A member of the congressman's staff said as the committee is still getting organized, the timing for everything is still up in the air, but net neutrality remains a high priority.
While the Save the Internet Act previously faced opposition in the Senate, a potential new net neutrality bill has a much clearer path in the wake of Democrats taking control of the Senate following the Georgia Senate runoff elections earlier this month.
After passing in the House in April 2019, the Senate version of the Save the Internet Act faced stiff opposition in the Republican-controlled upper chamber.
However, Democrats were able to pick up both of the Georgia Senate seats in the elections, giving them control of the Senate with Vice President-elect Kamala Harris serving as a tie-breaking vote. That instantly increases the chances of a net neutrality bill passing through the chamber and eventually making its way to President Joe Biden's desk.
But the path isn't entirely without obstacles. With a slim majority only with Harris (who has been vocal in supporting net neutrality) serving as a tie-breaker, Democrats would also have to convince at least one member of their party—Sen. Kyrsten Sinema (D-Ariz.), who did not join her colleagues in supporting the Save the Internet Act—or a Republican senator, to get a majority of senators in favor of it.
Getting Republican senators on board with net neutrality issues isn't without precedent. In 2018 the Senate passed a Congressional Review Act (CRA) effort that would have overturned the Federal Communications Commission's (FCC) repeal of net neutrality.

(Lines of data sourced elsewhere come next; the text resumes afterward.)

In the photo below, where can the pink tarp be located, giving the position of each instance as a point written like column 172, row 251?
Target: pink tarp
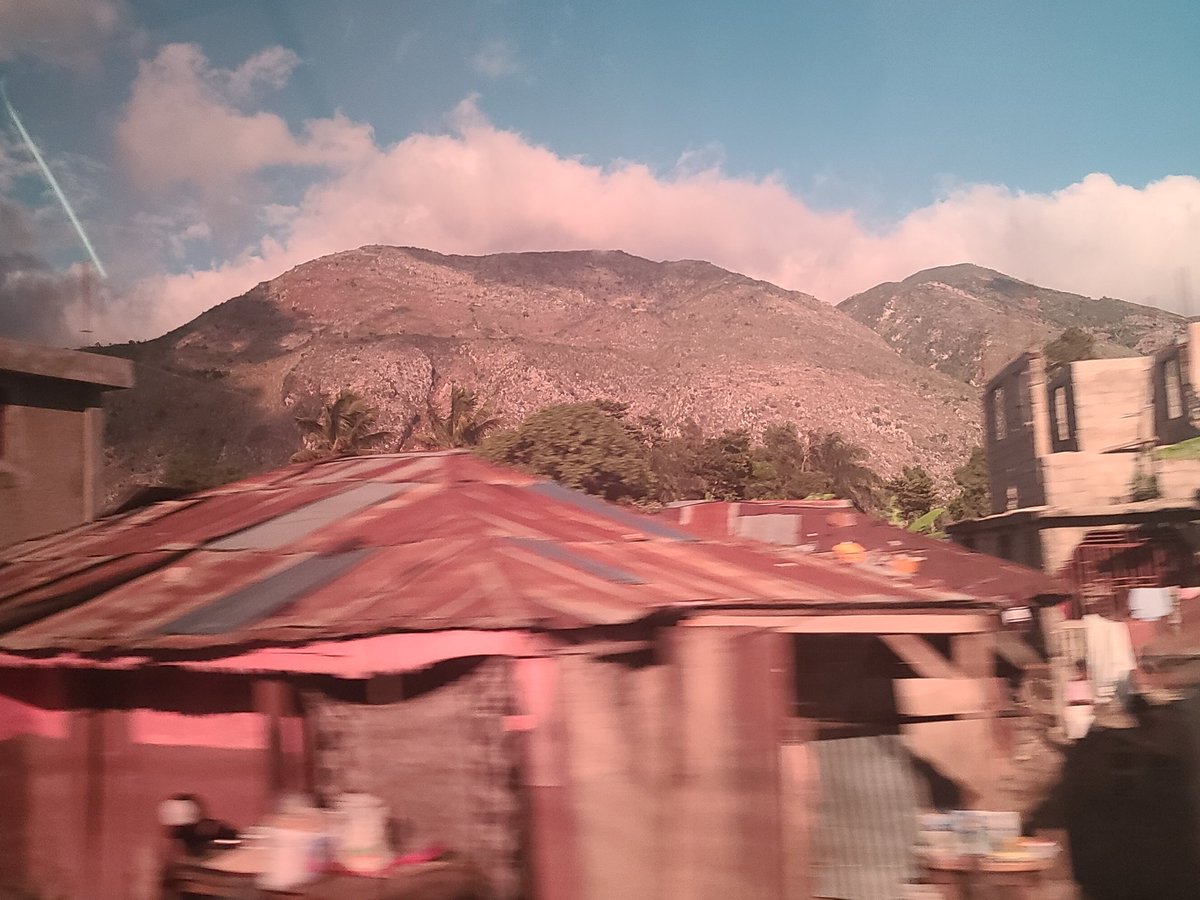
column 18, row 719
column 363, row 658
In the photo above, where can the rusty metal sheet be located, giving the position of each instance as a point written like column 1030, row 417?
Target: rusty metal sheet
column 447, row 540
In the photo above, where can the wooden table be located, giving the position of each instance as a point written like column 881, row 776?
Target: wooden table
column 213, row 877
column 971, row 876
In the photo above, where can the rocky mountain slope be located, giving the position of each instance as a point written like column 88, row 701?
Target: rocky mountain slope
column 966, row 322
column 683, row 340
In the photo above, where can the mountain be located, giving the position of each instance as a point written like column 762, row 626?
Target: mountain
column 683, row 340
column 966, row 322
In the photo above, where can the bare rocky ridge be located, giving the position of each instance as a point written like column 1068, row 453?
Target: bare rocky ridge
column 679, row 339
column 966, row 322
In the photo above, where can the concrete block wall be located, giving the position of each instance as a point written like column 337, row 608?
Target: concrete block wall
column 1114, row 402
column 1013, row 467
column 1089, row 479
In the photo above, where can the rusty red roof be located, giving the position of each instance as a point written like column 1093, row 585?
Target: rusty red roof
column 369, row 545
column 817, row 526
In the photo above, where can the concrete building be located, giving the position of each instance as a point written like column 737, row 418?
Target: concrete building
column 1092, row 461
column 52, row 429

During that vote, three Republicans bucked the rest of their party and voted for the CRA. Those senators were Sen. Susan Collins (R-Maine), Sen. Lisa Murkowski (R-Alaska), and Sen. John Kennedy (R-La.). All three are still in the new Senate. The CRA effort died after passing in the Senate, as the then-Republican controlled House failed to gather the required signatures to vote on it.
It has been widely speculated that Biden winning the 2020 election meant that net neutrality would come back in some form, but now it looks like at least part of the fight to restore the rules will unfold in Congress.